Prior to joining Progressive, Charney ran marketing for Aflac where, as his LinkedIn profile puts it, “he was in charge of the ‘duck.’” And while that quacking mascot was amusing enough, Charney believed customers couldn’t relate to them as personally as they do to their own species. Casting a feathered, furry or scaly creature to speak for a brand is “just not authentic,” he said. “It’s not as relatable.”

Shortly after putting Flo in the limelight, he began building a cast of some 14 other oddballs whose fictitious and partly improvised lives cycle in and out of Progressive spots like canceled episodes of a sitcom. There’s Dr. Rick, a “parenta-life coach” whose sotto-voiced sessions evoke a new age version of Dr. Phil. There’s Jamie, the well-meaning coworker who shares too much personal information on Zoom calls. And there’s Motaur, the fabled insurance creature who’s half man, half motorcycle.

Seizing attention

Some of the spots have little to do with insurance. Most exist for the sole purpose of seizing attention with their halting awkwardness just before doing a reverse dismount into a pitch for Progressive. In the case of Cleveland Browns quarterback Baker Mayfield and wife Emily Wilkinson, Charney took a real-life couple and cast them in At Home With Baker Mayfield, a reality TV-like series in which the couple’s “home” is the 68,000-seat FirstEnergy Stadium—which requires a special kind of insurance policy, of course.

While obviously laying it on thick, Progressive’s characters manage to be real and human enough to identify with. This, Charney said, is the essence of the work they do for the company.

“Running these characters—versus campaigns—is something that nobody had really cracked the code on,” Charney said. “We’ve been doing it for 10 years. We did it before it was cool.”

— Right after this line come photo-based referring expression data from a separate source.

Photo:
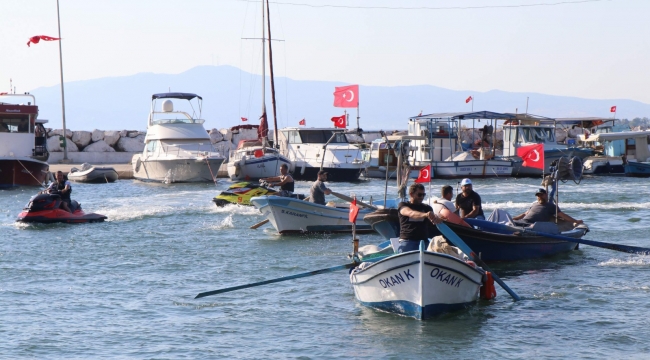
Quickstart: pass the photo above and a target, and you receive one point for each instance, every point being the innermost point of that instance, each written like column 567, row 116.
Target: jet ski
column 242, row 192
column 44, row 208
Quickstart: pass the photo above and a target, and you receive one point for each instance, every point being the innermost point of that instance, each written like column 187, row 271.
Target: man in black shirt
column 469, row 202
column 413, row 220
column 543, row 210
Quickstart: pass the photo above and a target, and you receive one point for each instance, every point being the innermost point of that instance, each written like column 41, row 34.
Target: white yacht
column 177, row 146
column 311, row 149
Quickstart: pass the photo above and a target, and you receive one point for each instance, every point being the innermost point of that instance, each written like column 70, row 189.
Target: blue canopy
column 466, row 116
column 186, row 96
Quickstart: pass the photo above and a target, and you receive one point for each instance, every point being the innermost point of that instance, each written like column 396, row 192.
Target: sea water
column 125, row 288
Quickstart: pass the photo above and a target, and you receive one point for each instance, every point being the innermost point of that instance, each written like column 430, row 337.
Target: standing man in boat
column 469, row 202
column 319, row 190
column 284, row 181
column 413, row 220
column 543, row 210
column 61, row 187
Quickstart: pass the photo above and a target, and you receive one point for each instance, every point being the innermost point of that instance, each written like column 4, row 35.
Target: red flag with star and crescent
column 339, row 121
column 36, row 39
column 354, row 211
column 346, row 96
column 533, row 156
column 425, row 174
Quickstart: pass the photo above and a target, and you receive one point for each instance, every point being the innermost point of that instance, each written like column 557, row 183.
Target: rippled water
column 125, row 288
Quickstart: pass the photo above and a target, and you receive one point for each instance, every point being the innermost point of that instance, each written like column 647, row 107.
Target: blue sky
column 590, row 49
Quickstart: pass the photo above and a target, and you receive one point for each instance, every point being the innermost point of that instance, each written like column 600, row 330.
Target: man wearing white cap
column 469, row 202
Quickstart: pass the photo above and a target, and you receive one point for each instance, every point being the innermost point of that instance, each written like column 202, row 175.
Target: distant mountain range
column 116, row 103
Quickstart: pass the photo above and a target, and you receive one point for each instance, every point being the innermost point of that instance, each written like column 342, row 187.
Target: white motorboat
column 177, row 146
column 440, row 148
column 289, row 215
column 419, row 284
column 312, row 148
column 23, row 146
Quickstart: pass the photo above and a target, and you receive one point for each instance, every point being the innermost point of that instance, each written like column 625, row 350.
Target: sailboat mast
column 275, row 118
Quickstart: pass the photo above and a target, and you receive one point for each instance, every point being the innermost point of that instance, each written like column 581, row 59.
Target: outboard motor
column 42, row 202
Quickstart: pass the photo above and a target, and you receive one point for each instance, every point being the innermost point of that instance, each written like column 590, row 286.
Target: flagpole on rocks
column 65, row 145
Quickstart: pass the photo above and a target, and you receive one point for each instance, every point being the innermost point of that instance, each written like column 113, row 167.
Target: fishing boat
column 177, row 146
column 23, row 150
column 419, row 284
column 253, row 160
column 289, row 215
column 442, row 150
column 313, row 149
column 637, row 154
column 93, row 174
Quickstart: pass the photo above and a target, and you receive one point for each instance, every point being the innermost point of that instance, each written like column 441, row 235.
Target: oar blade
column 451, row 236
column 271, row 281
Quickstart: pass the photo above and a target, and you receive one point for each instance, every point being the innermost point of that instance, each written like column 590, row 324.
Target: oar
column 624, row 248
column 259, row 224
column 349, row 199
column 297, row 276
column 451, row 236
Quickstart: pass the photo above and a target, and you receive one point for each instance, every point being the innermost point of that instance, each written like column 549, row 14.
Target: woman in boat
column 543, row 210
column 413, row 216
column 284, row 181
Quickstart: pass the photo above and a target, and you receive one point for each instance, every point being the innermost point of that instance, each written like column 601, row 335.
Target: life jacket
column 487, row 290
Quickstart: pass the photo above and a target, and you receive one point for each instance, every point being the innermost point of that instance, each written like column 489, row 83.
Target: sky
column 585, row 48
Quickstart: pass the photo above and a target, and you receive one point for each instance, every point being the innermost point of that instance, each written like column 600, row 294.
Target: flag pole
column 65, row 144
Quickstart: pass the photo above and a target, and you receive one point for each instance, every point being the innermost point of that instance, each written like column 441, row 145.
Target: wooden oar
column 296, row 276
column 451, row 236
column 617, row 247
column 349, row 199
column 259, row 224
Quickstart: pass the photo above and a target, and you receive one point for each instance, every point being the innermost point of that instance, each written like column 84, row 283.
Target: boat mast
column 275, row 118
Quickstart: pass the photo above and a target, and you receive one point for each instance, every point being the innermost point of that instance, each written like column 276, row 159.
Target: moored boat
column 419, row 284
column 289, row 215
column 23, row 150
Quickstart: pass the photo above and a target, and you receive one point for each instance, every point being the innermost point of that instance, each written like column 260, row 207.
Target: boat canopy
column 185, row 96
column 465, row 116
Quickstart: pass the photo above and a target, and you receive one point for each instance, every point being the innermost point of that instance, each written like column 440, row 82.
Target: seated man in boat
column 469, row 202
column 413, row 220
column 284, row 181
column 543, row 210
column 62, row 187
column 319, row 190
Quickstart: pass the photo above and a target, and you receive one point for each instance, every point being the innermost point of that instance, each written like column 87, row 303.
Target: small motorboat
column 242, row 192
column 44, row 208
column 93, row 174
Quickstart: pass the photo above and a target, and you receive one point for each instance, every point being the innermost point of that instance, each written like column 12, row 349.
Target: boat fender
column 488, row 291
column 442, row 211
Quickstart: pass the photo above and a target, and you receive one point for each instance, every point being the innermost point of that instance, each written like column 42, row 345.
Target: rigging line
column 435, row 8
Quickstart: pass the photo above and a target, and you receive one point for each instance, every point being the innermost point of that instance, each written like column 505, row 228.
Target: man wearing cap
column 543, row 210
column 469, row 202
column 319, row 190
column 413, row 220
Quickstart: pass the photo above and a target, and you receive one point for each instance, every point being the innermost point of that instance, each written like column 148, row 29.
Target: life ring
column 441, row 211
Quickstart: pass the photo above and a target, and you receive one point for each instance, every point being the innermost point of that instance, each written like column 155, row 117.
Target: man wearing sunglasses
column 469, row 202
column 414, row 217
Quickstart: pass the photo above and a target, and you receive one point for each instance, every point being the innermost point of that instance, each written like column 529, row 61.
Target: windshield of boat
column 314, row 136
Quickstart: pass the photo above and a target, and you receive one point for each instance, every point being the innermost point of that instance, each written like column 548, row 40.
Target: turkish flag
column 346, row 96
column 425, row 174
column 533, row 156
column 37, row 38
column 339, row 121
column 354, row 211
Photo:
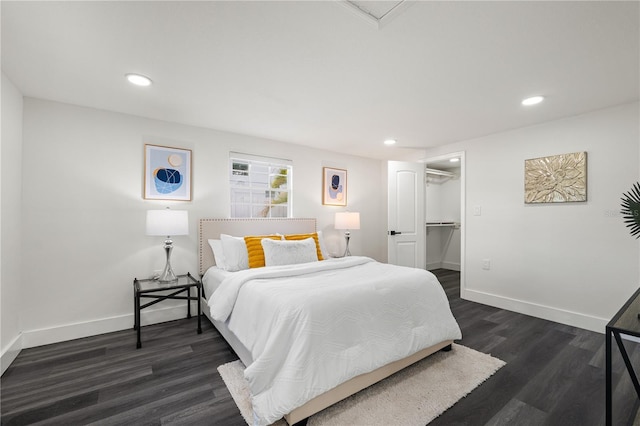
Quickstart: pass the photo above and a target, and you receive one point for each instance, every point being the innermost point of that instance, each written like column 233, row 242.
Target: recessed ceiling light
column 138, row 79
column 533, row 100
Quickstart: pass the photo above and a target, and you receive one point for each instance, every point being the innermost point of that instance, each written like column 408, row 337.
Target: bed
column 289, row 324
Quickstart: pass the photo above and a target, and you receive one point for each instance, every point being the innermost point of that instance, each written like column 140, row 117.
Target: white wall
column 10, row 223
column 83, row 212
column 573, row 263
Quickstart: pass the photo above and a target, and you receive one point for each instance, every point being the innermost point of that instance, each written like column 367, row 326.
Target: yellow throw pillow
column 295, row 237
column 254, row 249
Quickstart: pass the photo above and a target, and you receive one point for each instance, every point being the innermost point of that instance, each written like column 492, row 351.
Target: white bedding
column 212, row 278
column 313, row 326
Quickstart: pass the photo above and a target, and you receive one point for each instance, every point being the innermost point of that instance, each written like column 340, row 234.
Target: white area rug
column 413, row 396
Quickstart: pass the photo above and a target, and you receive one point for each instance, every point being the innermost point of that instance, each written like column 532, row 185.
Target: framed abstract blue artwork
column 167, row 173
column 334, row 187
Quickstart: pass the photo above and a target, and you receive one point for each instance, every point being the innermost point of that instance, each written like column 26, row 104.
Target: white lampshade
column 347, row 220
column 167, row 222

Light on sales, heavy on character

As for why he gives his actors the breathing room to develop their characters organically instead of just making them hawk the brand and be done with it, Charney believes that consumers stand a better chance of becoming customers when you don’t beat them over the head with sales pitches.

“You don’t have to jackhammer [the] messaging when people just want to relate to your brand,” he said.

When Charney moves on early next year, he’ll be leaving his carefully assembled cast in the hands of Progressive’s next CMO, a person he’s helping to look for at present. As to Charney’s own plans, he preferred not to discuss them.

“I don’t really think about the vacation until that airplane door closes,” he explained. “[But] I’ll always be a marketer.”